Les six premiers mois de l'"opération militaire spéciale" décrétée par le président russe Vladimir Poutine pour envahir le pays qui, pendant les trois quarts du XXe siècle qu'a duré le régime communiste, a été successivement ou simultanément un terrain d'essai pour l'extermination des masses par la famine et la déportation, le garde-manger de l'Union soviétique et le joyau de l'empire russe, sont maintenant au cœur d'une guerre entre la Russie et l'Ukraine. L'effondrement du communisme et l'indépendance conséquente des républiques qui avaient souffert sous son joug n'ont jamais été acceptés par Moscou, et surtout par les services secrets, le puissant KGB, la grande puissance de l'ombre, maître des secrets de tous les dirigeants, et donc le grand contrôleur d'une population soumise. 

Depuis son accession au pouvoir, Poutine a tissé avec ses anciens camarades du KGB un réseau de pouvoir renouvelé, dont l'objectif combine l'aspiration à préserver et à accroître ce pouvoir pour toujours et la nécessaire cause patriotique qui lie le sentiment d'appartenance de ses citoyens. Ainsi, la reconstruction de l'empire russe est le premier et principal représentant d'une telle cause commune à laquelle peuvent adhérer tous ceux qui peuvent détenir un passeport russe. Le principal problème de cette stratégie est qu'elle exige le mépris du droit international et, bien sûr, la volonté de soumettre les pays susceptibles d'être remis sous la botte de Moscou.

À la surprise et à l'étonnement de Poutine lui-même, l'Ukraine lui a tenu tête, lui résiste et lui oppose même des contre-attaques inattendues, s'attirant au passage l'admiration de plus d'un pays et de citoyens occidentaux, ébranlés par la résilience et l'audace des soldats ukrainiens et d'une population civile martyre et héroïque. 

C'est la liberté qui refuse de se rendre à la tyrannie

Coïncidant avec l'anniversaire de l'indépendance de l'Ukraine vis-à-vis de l'Union soviétique, le ministre ukrainien des Affaires étrangères Dimitro Kuleba a déclaré que "cette année, plus que toute autre, les couleurs jaune et bleue [du drapeau ukrainien] symbolisent la liberté qui refuse de se rendre à la tyrannie".

C'est précisément de cela qu'il s'agit : la liberté, le principe et le droit fondamentaux sur lesquels repose la démocratie. Un rappel non seulement à Poutine lui-même, mais aussi à la population russe, dont une grande partie de l'avant-garde intellectuelle a préféré l'exil à la complicité avec une agression contre un pays souverain, pourtant considéré comme faisant partie intégrante de la culture et de la civilisation russes. 

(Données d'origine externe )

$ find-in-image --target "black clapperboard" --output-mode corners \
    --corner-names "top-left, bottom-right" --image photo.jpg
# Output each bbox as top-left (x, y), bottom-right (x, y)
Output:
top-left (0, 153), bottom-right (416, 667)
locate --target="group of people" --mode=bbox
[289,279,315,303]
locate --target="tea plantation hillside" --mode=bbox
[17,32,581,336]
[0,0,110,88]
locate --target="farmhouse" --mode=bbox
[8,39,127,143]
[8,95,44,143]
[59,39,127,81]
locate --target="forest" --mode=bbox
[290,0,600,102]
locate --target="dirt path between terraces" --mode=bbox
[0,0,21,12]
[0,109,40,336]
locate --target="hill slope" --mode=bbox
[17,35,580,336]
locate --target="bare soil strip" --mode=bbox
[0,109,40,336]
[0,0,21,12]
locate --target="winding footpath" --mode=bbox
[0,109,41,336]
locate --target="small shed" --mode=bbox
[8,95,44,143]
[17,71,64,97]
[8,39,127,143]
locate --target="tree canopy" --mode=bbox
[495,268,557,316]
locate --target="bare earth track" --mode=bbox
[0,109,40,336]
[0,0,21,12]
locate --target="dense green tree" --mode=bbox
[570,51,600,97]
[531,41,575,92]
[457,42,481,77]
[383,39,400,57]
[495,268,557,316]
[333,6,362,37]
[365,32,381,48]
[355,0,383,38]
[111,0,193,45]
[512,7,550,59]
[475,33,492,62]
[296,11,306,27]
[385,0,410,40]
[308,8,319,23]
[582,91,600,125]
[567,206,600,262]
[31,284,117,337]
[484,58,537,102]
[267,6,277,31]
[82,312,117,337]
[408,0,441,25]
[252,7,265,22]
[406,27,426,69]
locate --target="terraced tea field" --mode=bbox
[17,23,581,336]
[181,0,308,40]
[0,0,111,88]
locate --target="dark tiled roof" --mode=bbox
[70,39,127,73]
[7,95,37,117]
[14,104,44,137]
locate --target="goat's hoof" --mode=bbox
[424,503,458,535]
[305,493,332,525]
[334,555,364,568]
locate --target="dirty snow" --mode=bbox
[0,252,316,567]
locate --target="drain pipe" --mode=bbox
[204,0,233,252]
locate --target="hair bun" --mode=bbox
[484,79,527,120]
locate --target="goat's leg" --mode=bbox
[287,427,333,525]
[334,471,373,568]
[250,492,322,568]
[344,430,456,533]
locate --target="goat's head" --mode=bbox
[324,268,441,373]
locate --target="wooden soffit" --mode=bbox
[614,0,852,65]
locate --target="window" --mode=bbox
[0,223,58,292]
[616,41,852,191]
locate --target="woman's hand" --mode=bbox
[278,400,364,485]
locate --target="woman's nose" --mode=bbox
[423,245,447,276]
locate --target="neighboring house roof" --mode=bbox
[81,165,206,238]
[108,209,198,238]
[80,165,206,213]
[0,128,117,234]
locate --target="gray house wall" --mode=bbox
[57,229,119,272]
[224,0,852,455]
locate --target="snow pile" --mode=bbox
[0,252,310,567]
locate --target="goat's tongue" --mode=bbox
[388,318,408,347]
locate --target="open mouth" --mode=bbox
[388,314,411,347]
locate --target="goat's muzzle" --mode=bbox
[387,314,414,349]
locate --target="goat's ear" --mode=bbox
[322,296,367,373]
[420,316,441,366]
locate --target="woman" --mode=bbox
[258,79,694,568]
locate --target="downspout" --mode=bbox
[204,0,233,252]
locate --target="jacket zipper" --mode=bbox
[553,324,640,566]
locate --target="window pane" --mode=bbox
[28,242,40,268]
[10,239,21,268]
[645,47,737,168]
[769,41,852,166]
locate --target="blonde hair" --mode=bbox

Les pays de l'OTAN, c'est-à-dire ce que l'on appelle communément l'Occident, ne peuvent pas relâcher leur soutien à l'Ukraine. Cela équivaudrait à une capitulation définitive devant la force exercée par un agresseur, donnant la loi de la jungle comme source de légitimité. Cette hypothétique consécration de la loi de la jungle donnerait naissance à un "désordre" international qui remplacerait l'ordre libéral qui prévaut depuis la fin de la Seconde Guerre mondiale, lorsque le droit a prévalu sur la volonté d'écrasement du supposé plus fort.

Cependant, il semble y avoir quelques fissures dans le soutien initialement unanime à l'Ukraine. La longue période pendant laquelle les cinq dernières générations ont bénéficié d'un état de bien-être et de prospérité qui leur a fait croire que cela était gratuit et pour toujours, montre des signes d'affaiblissement face aux premiers revers et sacrifices. Il convient donc de rappeler que ce qui est en jeu, pour l'instant uniquement sur le sol ukrainien, c'est la survie des principes sur lesquels s'est fondé cet État-providence et la capacité des citoyens à aspirer à développer leurs propres projets de vie avec des garanties. Fléchir et céder reviendrait à céder à la tyrannie, qui exige toujours la soumission totale des individus qui cessent d'être des citoyens et sont réduits au statut de sujets, sans défense devant la volonté et le caprice du tyran.